- Whelley Location within Greater Manchester
- Population: 10,209 (2001 Census)
- OS grid reference: SD594063
- Metropolitan borough: Wigan;
- Metropolitan county: Greater Manchester;
- Region: North West;
- Country: England
- Sovereign state: United Kingdom
- Post town: WIGAN
- Postcode district: WN1
- Dialling code: 01942
- Police: Greater Manchester
- Fire: Greater Manchester
- Ambulance: North West
- UK Parliament: Wigan;

= Whelley =

Whelley is an area of northeast Wigan, Greater Manchester, England. Historically part of Lancashire, it is mainly a residential area, between New Springs and Scholes.

In Whelley, there is Canon Sharples Church of England Primary School and Nursery, St Stephen's Church and a Labour club.

Whelley also had its own (non-acute) hospital which specialised in rehabilitation of the elderly, and was part of the Wrightington, Wigan and Leigh NHS Trust.
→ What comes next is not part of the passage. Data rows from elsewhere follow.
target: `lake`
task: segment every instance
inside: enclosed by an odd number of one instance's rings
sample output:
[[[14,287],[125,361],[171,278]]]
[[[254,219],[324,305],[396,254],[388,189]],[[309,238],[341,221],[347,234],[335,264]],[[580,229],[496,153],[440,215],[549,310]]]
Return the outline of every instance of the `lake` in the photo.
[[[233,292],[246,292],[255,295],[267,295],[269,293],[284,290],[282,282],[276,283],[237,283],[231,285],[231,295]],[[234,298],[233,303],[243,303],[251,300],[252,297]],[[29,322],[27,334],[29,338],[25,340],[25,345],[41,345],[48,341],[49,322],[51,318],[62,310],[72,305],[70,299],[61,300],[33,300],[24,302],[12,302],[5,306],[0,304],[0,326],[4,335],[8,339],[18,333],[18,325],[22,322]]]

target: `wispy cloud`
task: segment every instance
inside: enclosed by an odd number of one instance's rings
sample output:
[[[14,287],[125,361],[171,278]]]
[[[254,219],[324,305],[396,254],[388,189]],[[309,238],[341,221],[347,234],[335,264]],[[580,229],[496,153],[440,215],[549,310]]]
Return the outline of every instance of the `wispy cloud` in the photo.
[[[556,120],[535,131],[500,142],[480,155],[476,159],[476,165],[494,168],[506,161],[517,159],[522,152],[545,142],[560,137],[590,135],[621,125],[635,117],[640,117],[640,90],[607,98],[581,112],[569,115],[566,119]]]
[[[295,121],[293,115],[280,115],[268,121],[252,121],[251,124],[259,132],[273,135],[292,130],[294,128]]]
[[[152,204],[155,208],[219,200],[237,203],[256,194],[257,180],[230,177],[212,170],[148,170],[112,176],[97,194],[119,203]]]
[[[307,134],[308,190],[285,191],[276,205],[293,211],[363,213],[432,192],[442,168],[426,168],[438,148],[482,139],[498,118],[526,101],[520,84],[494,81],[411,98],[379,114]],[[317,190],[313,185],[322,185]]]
The hospital closed in 2009 and was demolished in late 2010. The site is currently being developed with numerous houses, flats and bungalows.

In terms of local elections, Whelley is grouped with New Springs and Aspull, and is consistently a Labour supporting area, as with the majority of the Metropolitan Borough of Wigan.

Riley's Gym, popularly known as "the Snake Pit", was established in the area in 1948 by professional catch wrestler Billy Riley. It later moved to Aspull.